Last year I came across the issue of reproducible science:
the question of how best to ensure that published science can be
reproduced by other people, whether because you want to fight
fraud or simply be sure that there's something really real
happening. I'm particularly interested in the segment of this debate
that deals with computer-driven science, its data and its source code.
Partly that's because I very much believe in Free as in Freedom,
and partly it's because of where I work: a lot of the people I
work with are doing computer-driven scientific research, and dealing
with source code (theirs and others) is very much part of my job.

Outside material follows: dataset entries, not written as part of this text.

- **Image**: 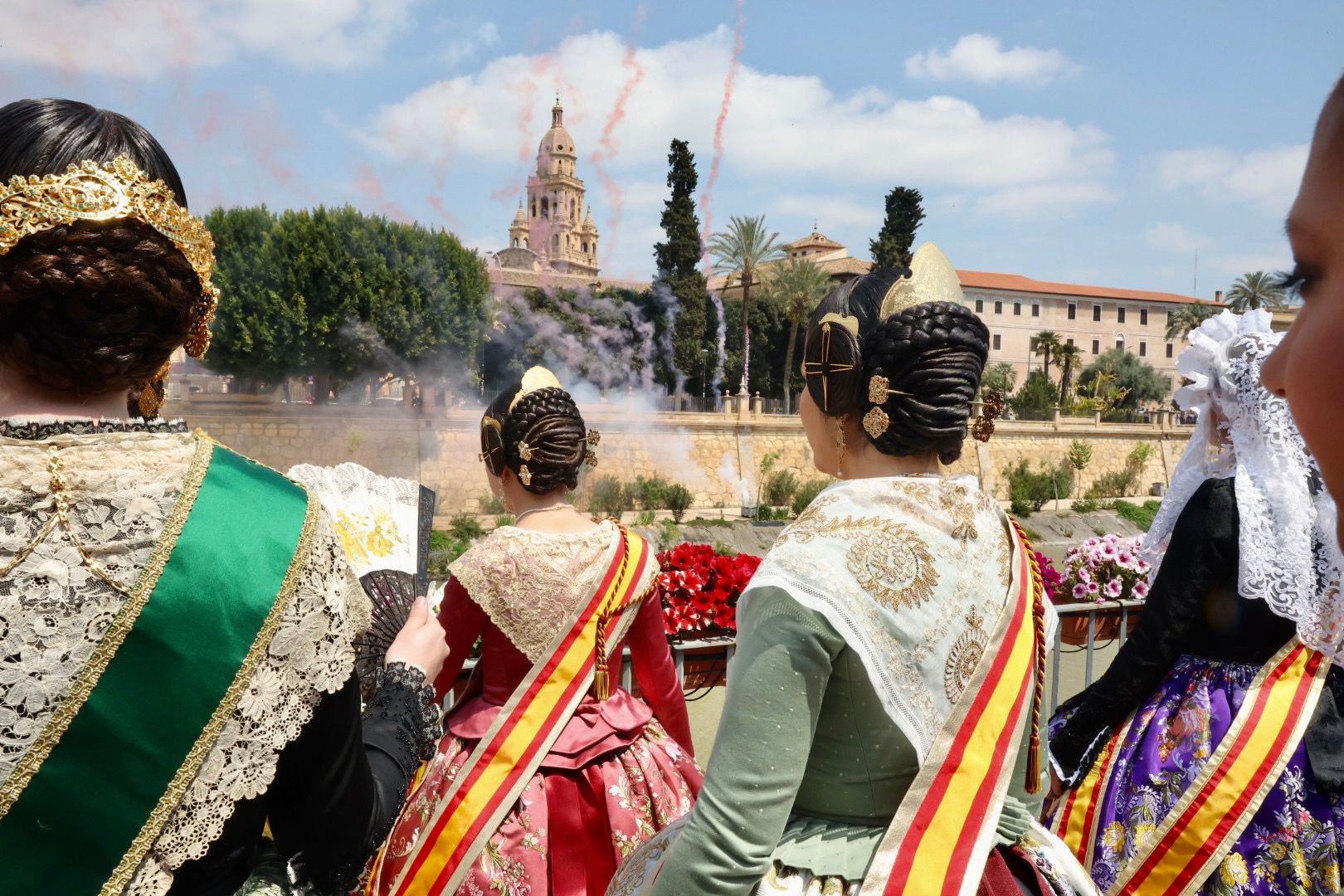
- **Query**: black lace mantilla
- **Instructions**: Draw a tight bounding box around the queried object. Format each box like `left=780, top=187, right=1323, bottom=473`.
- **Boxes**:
left=0, top=418, right=188, bottom=442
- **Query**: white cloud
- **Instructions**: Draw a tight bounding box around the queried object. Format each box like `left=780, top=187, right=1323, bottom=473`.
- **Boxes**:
left=1157, top=144, right=1307, bottom=215
left=906, top=33, right=1074, bottom=83
left=362, top=27, right=1112, bottom=197
left=976, top=182, right=1116, bottom=219
left=0, top=0, right=418, bottom=78
left=444, top=22, right=500, bottom=66
left=770, top=193, right=884, bottom=232
left=1142, top=222, right=1211, bottom=254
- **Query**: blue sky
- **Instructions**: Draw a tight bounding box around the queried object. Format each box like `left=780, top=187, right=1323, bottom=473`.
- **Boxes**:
left=0, top=0, right=1344, bottom=297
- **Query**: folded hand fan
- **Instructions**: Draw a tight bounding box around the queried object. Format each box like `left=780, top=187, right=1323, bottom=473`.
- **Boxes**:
left=289, top=464, right=434, bottom=696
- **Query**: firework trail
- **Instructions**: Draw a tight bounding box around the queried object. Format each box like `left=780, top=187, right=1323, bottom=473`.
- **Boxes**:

So it was interesting to read a blog post from Iddo Friedberg called
"Can we make accountable research software?" Friedberg is an
actual scientist and everything (and an acquaintance of my
boss, which was a surprise to me). He wrote about two aspects of
scientific programming that I hadn't realized before:
the prevalence -- no, requirement -- of quick, prototype code,
much of it to be discarded when the hypothesis it explores doesn't
the inability to get funding for maintaining code, or improving it
for public use
As a result, code written by scientists (much of it, in his words,
"pipeline hacks") is almost never meant to be robust, or used by
others, or broadly applicable. Preparing that code for a paper is
even more work than writing the paper itself. But just dumping
all the code is not an option, either: "No one has the time or energy
to wade through a lab's paper- and magnetic- history trail. Plus, few
labs will allow it: there is always the next project in the lab's
notebooks and meetings, and no one likes to be scooped." And even if
you get past all that, you're still facing trouble. What if:
a reviewer can't make the code compile/run and rejects the paper?
the code really isn't fit for human consumption, and
there are lots of support demands his lab can't fulfill?
someone steals an idea latent in his code and his lab gets scooped?
Friedberg's solution: add an incentive for researchers to provide
tested, portable code. The Bionformatics Testing Consortium, of
which he's a member, will affix gold stars to papers with code that
volunteer reviewers will smoke-test, file bugs against and verify
against a sample dataset. Eventually, the gold star will signify a
paper that's particularly cool, everyone will want one, and we'll have
all the code we need.
However, even then he's not sure that all code needs to be released.
He writes in a follow-up post:
If the Methods section of the paper contain the description and
equations necessary for replication of research, that should be
enough in many cases, perhaps accompanied by code release
post-acceptance. Exceptions do apply. One notable exception would
be if the paper is mostly a methods paper, where the software -- not
just the algorithm -- is key.
Another exception would be the paper Titus Brown
and Jonathan Eisen wrote about: where the software is so
central and novel, that not peer-reviewing it along with he paper
makes the assessment of the paper's findings impossible.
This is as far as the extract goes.